1

I have a website that works with text files that users upload, to make sure that they are actually text files i check the mime type in PHP like this:

$finfo = finfo_open(FILEINFO_MIME_TYPE);
$mimeType = finfo_file($finfo, $filepath);
finfo_close($finfo);

Which works fine most of the time. The problem is that sometimes files are uploaded that contain a few control characters (non-printable characters like nul or stx). Trying to get the mime type of these files always returns application/octet-stream. For example, a textfile i have that is 560 lines long, contains one nul character on line 12, and therefor gets indentified as application/octet-stream

Is there any safe and reliable way to check if an uploaded file is a text file when detecting the mime type doesn't work?

Sjors Ottjes
  • 1,067
  • 2
  • 12
  • 17
  • Define "is text file". You mean even with a NUL byte in it it should be recognised as a text file? Then what *doesn't* qualify as a text file…? – deceze Apr 12 '17 at 10:32
  • For example, if its a pdf, it will start with %PDF- so you can read the first four bytes – Rotimi Apr 12 '17 at 10:32
  • correct me if i'm wrong, but as far as i know, mime type at upload is mostly a clue (depending on file extension i guess) but does not guarantee that content fits with declaration. You probably have to check content after the upload, considering that text file is really generic (binary can be read as text too) – Kaddath Apr 12 '17 at 10:35
  • @Kaddath OP *is* "checking the content" using finfo. – deceze Apr 12 '17 at 10:37
  • @deceze I guess when the vast majority of it is valid text (more than 99%) i would like to process it as a text file, but i'm not sure if that is smart or safe to do – Sjors Ottjes Apr 12 '17 at 10:48
  • @deceze sorry, i should always double check my RTFM.. as a note, the manual says that this function cannot always be trusted, as some code can be wrapped into what can be considered a valid mime type – Kaddath Apr 12 '17 at 10:50
  • @Sjors What is a "text file" exactly…? It's a bunch of bytes which *when interpreted using the right encoding* represent letters which make some sort of sense to humans. Virtually any file fits this definition, except for the "makes sense to humans" part, and that's not really verifiable to a computer. – deceze Apr 12 '17 at 10:54

1 Answers1

0

Turns out most file read functions in php are binary safe, which kind of answers my question of how to safely read a file.

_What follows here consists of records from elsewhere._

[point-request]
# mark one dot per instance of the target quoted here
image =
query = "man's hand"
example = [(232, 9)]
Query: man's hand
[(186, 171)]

I ended up solving my problem by counting control characters. If a chunk of the file has more than 1% control characters i assume it's not a text file.

The function below works for what i'm using it for (even though it only works with UTF-8 files)

public static function isTextFile($filepath)
{
    $finfo = finfo_open(FILEINFO_MIME_TYPE);
    $mimeType = finfo_file($finfo, $filepath);
    finfo_close($finfo);

    if(substr($mimeType, 0, 5) === "text/") {
        return true;
    }

    if($mimeType !== "application/octet-stream") {
        return false;
    }

    $handle = fopen($filepath, 'rb');

    while (!feof($handle)) {
        $chunk = fread($handle, 4096);
        $controlCharCount = 0;

        if(($length = strlen($chunk)) === 0) {
            continue;
        }

        for($i = 0; $i < $length; $i++) {
            if($chunk[$i] !== "\r" && $chunk[$i] !== "\n" && ctype_cntrl($chunk[$i])) {
                $controlCharCount++;
            }
        }


        if(100 - $controlCharCount / $length * 100 < 99.0) {
            return false;
        }
    }

    fclose($handle);

    return true;
}
Community
  • 1
  • 1
Sjors Ottjes
  • 1,067
  • 2
  • 12
  • 17